Ein Anspruch auf die Zahlung von Verzugszinsen seit dem 1. Mai 2018 entsprechend § 288 Abs. 1 Satz 1 BGB besteht für diesen Anspruch nicht. Ein Anspruch auf Verzugszinsen kommt nur ausnahmsweise dann in Betracht, wenn es sich bei der öffentlich-rechtlichen Forderung um eine Entgeltforderung handelt, das heißt um eine vertragliche Leistungspflicht, die in einem Gegenseitigkeitsverhältnis zur Leistungspflicht des anderen Vertragspartners steht, wozu weder ein Aufwendungsersatzanspruch aus öffentlich-rechtlicher Geschäftsführung ohne Auftrag noch ein öffentlich-rechtlicher Erstattungsanspruch zählt.
Vgl. BVerwG, Urteil vom 15. März 1989 - 7 C 42/87 -, juris, Rn. 14 = BVerwGE 81, 312.
Davon abgesehen liegt ein Verzug im Sinne des § 286 Abs. 1 Satz 1 BGB nicht vor. Mit ihrem Mahnschreiben vom 5. April 2018 hat die Klägerin der Art und Höhe nach eine gänzlich andere Forderung geltend gemacht, weshalb der Beklagte durch Nichtleistung nicht in Verzug geraten konnte.
Die geltend gemachten Zinsen stehen der Klägerin allerdings als Prozesszinsen seit dem 25. Juli 2018 in entsprechender Anwendung von §§ 291, 288 Abs. 1 Satz 2 BGB zu,
vgl. Schenke, in: Kopp/Schenke, 25. Aufl. 2019, § 90 Rn. 22.
Der Antrag zu 2. ist zwar zulässig, er ist allerdings unbegründet. Die Klägerin hat keinen Anspruch auf Ersatz des geltend gemachten Verzugsschadens in Form der vorgerichtlichen Rechtsanwaltskosten sowie weitergehender, darauf entfallender Zinsen.
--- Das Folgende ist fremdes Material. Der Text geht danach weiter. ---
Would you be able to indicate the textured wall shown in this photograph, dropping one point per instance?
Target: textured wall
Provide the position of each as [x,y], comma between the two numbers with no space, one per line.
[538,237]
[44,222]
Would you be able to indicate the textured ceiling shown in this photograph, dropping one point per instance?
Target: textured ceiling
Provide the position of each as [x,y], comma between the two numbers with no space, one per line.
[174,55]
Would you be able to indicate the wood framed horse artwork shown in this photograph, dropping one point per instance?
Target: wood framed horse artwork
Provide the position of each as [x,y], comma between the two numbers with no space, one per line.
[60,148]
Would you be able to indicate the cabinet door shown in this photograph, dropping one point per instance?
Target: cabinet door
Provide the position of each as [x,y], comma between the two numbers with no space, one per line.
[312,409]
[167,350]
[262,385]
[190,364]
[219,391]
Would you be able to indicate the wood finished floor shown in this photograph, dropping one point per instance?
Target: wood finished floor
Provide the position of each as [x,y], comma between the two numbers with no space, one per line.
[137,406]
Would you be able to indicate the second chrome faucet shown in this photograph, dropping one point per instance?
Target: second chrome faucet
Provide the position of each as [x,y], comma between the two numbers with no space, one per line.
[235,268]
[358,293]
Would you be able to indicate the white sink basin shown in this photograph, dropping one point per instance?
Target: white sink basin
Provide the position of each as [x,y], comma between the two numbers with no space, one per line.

Zwar mag, jedenfalls soweit ein Aufwendungsersatzanspruch aus öffentlich-rechtlicher Geschäftsführung inmitten steht, die entsprechende Anwendbarkeit von § 286 BGB im Falle der vorgerichtlichen Einschaltung eines Rechtsanwalts zur Verfolgung des Aufwendungsersatzanspruchs nicht gänzlich ausgeschlossen sein. Allerdings scheitert das Bestehen auch eines solchen Verzugsschadensersatzanspruchs daran, dass eine wirksame Mahnung nicht vorliegt, denn die Mahnung bezog sich nach Forderungsgrund und Forderungshöhe auf eine nicht geschuldete Leistung,
vgl. Ernst, in: Münchener Kommentar zum BGB, 8. Aufl. 2019, § 286 Rn. 53.
Die Kostenentscheidung für das gemäß § 188 VwGO gerichtskostenfreie Verfahren folgt aus § 155 Abs. 1 Satz 1 VwGO. Die Nebenentscheidung über die vorläufige Vollstreckbarkeit beruht auf § 167 VwGO i. V. m. § 708 Nr. 11, 711 ZPO.
Ein Grund für die Zulassung der Berufung (§ 124a Abs. 1 Satz 1 VwGO) liegt nicht vor.